Nos trópicos, por exemplo, estima-se que, para cada tonelada de produção agrícola, os estoques de carbono diminuam em até 75 toneladas. Tal desgaste, afirmam West e seus colegas, justifica fortemente a intensificação da agricultura em terras já convertidas, em vez de colocar novos campos em produção.
“Um caminho é expandir as terras agrícolas”, diz West. “O outro caminho é intensificar a agricultura nas terras existentes. A realidade é que haverá um pouco de ambos.”
Atualmente, cerca de 20% das terras em regiões temperadas são terras cultiváveis. Nos trópicos, 11% das terras são cultivadas. No entanto, nos trópicos, a pressão para plantar mais terras está crescendo mais rapidamente devido ao aumento da população humana, às mudanças na dieta alimentar, às preocupações com a segurança alimentar e à crescente demanda por matérias-primas para biocombustíveis.
O carbono é um dos elementos mais abundantes do planeta. Está presente em todas as formas de vida conhecidas e se move naturalmente entre a biosfera, os oceanos e a atmosfera, em um processo que permite sua reciclagem contínua. Os processos humanos, em particular a agricultura, aceleram esse processo ao converter rapidamente os estoques de carbono em árvores, outras plantas e no solo em dióxido de carbono, o principal gás de efeito estufa.
Os estoques globais de carbono, observa West, podem ser análogos a uma conta corrente: "A matemática é bem simples. Quando você desmata uma floresta, é como fazer um grande saque da conta corrente."
O novo estudo utilizou uma combinação de dados de satélite e relatórios governamentais para determinar a extensão do cultivo de 175 plantas cultivadas diferentes em todo o mundo.
As estimativas dos estoques globais de carbono na vegetação natural, obtidas de um relatório recente do Painel Intergovernamental sobre Mudanças Climáticas (IPCC), foram baseadas em medições de campo e calculadas em média de acordo com o tipo de vegetação, clima e continente. Os dados foram então usados para quantificar e mapear a compensação entre os estoques de carbono e a produção agrícola globalmente em uma grade com resolução de 10 quilômetros por 10 quilômetros.
“Temos uma resolução muito precisa tanto dos estoques de carbono quanto dos rendimentos globais”, diz West. “Espacialmente, é muito mais explícito do que qualquer coisa já produzida.”

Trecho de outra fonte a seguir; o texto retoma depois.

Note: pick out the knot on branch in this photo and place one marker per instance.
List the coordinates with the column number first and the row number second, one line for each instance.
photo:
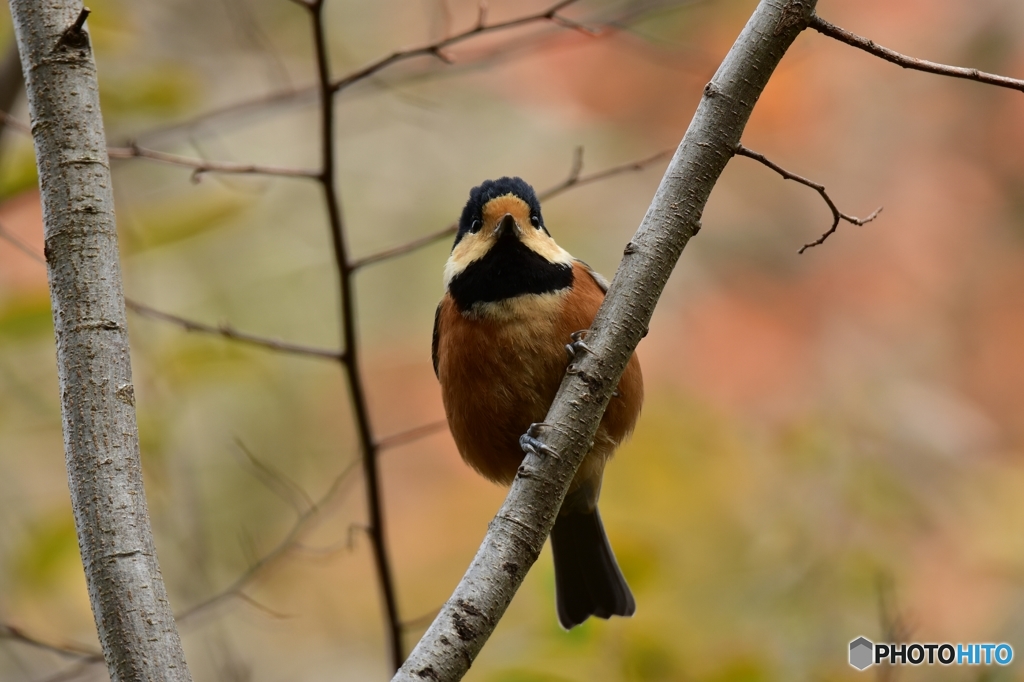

O resultado, explica o pesquisador de Wisconsin, é um conjunto de “mapas pintados por números” que mostram a distribuição e a produtividade global das terras agrícolas, além das mudanças no estoque de carbono devido à conversão de terras agrícolas.
Carpenter, West e Foley acreditam que a nova análise será uma ferramenta valiosa para governos, organizações sem fins lucrativos e empresas. Bolsas comerciais de carbono já estão começando a surgir, e o conhecimento detalhado de onde os estoques de carbono estão preservados ou poderiam ser expandidos será uma informação valiosa.